Una scansione indio, noto anche come una scansione leucociti o globuli bianchi (WBC) scansione, è un tipo di scansione nucleare in cui un tracciante radioattivo viene utilizzato per identificare l'infiammazione o infezione in aree specifiche del corpo. Questa procedura impiega un radioisotopo di indio-111. La scansione è una procedura di imaging non invasiva che comporta il minimo disagio. Non è generalmente raccomandato per le donne che sono in gravidanza o allattamento.

La scansione indio è una procedura a più step condotto da una medicina nucleare tecnologo. In primo luogo, il sangue di un individuo viene disegnato. Leucociti sono separati da altre cellule ematiche e poi miscelato con una piccola quantità dell'isotopo indio-111; questo è chiamato tagging. Le cellule marcate vengono iniettate nuovamente dentro il corpo della persona attraverso una vena. Poche ore più tardi, quando le cellule taggati hanno accumulato in zone infiammate o infette del corpo, i raggi gamma emessi dal isotopo vengono rilevati da una scansione completa del corpo utilizzando apparecchiature di imaging speciale.

Il processo di scansione coinvolge sdraiato completamente ancora su un lettino mentre ripresa per immagini muovono lentamente sopra o sotto la tabella. Questo potrebbe richiedere da 20 minuti a diverse ore. Un secondo indio procedura di scansione, o test di follow-up, come una risonanza magnetica o TC, potrebbe essere richiesto di confermare la presenza di infezione o infiammazione.

Una scansione indio è una procedura non invasiva e non chirurgico. Si tratta in genere il minimo disagio dal prelievo di sangue e ri-iniezione di cellule del sangue con tag. L'individuo può avvertire una sensazione di freddo nel braccio immediatamente dopo l'iniezione della miscela radioisotopi. Raramente, alcune persone potrebbero avere una reazione allergica al indio-111 isotopo, che in casi estremi potrebbe portare a shock anafilattico.

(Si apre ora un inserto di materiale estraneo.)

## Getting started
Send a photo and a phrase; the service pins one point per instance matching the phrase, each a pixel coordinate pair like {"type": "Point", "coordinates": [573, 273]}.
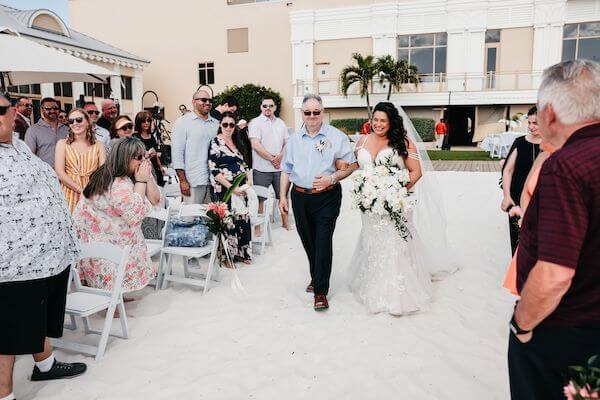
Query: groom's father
{"type": "Point", "coordinates": [309, 163]}
{"type": "Point", "coordinates": [557, 322]}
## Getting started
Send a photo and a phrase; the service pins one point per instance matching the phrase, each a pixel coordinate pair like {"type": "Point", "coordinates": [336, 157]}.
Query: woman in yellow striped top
{"type": "Point", "coordinates": [77, 157]}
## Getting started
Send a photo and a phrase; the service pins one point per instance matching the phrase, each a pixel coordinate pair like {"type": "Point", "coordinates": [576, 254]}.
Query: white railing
{"type": "Point", "coordinates": [433, 83]}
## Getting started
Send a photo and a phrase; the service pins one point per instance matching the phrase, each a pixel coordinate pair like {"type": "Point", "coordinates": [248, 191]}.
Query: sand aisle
{"type": "Point", "coordinates": [270, 344]}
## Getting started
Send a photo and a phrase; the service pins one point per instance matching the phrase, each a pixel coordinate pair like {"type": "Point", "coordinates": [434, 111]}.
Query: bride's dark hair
{"type": "Point", "coordinates": [396, 135]}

I rischi inerenti alla procedura di scansione indio sono considerati minimi. Sebbene il processo comporta una certa esposizione alla radioattività, l'isotopo generalmente lascia il corpo entro circa due giorni. Un individuo potrebbe essere istruito a bere una grande quantità di acqua dopo il test per aiutare a filo l'isotopo fuori dal corpo. Una donna che allatta o in stato di gravidanza potrebbe essere sconsigliato avere questa procedura, o il tecnico di medicina nucleare potrebbe utilizzare una dose più bassa di isotopo radioattivo.

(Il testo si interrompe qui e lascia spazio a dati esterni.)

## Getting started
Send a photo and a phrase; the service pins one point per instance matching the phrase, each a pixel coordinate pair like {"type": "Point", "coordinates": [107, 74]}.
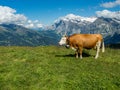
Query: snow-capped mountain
{"type": "Point", "coordinates": [71, 24]}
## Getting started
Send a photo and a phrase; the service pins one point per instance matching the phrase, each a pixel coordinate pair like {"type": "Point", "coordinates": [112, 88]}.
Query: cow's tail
{"type": "Point", "coordinates": [103, 46]}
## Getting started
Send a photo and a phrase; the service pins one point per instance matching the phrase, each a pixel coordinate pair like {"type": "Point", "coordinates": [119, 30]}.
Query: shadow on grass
{"type": "Point", "coordinates": [73, 55]}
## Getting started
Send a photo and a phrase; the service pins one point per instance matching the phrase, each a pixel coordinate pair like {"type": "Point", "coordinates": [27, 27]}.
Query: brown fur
{"type": "Point", "coordinates": [80, 41]}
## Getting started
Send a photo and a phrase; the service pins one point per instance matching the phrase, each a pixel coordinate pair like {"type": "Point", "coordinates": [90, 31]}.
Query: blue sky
{"type": "Point", "coordinates": [47, 11]}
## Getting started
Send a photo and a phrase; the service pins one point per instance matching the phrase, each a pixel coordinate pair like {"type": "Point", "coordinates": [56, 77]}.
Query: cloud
{"type": "Point", "coordinates": [108, 14]}
{"type": "Point", "coordinates": [111, 4]}
{"type": "Point", "coordinates": [9, 16]}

Una scansione indio è in genere prescritto quando un medico sospetta che ci potrebbe essere l'infezione o infiammazione in qualche parte del corpo, in particolare nella zona addominale. Un risultato anomalo sulla scansione indio indica la probabilità di un'infezione attiva o area infiammata, come un ascesso del fegato o di altri organi. Risultati imprecisi sono possibili perché milza e del fegato tendono ad accumularsi leucociti anche quando non vi è alcuna infezione o infiammazione attiva presente.

  • Il sangue di una persona viene disegnato e contrassegnati con indio-111 isotopo poi iniettato di nuovo in una vena per una scansione indio.
  • Scansioni indio non sono raccomandati per le donne che allattano.
  • Una TAC può essere richiesto come test di follow-up per confermare la presenza di infezione o infiammazione.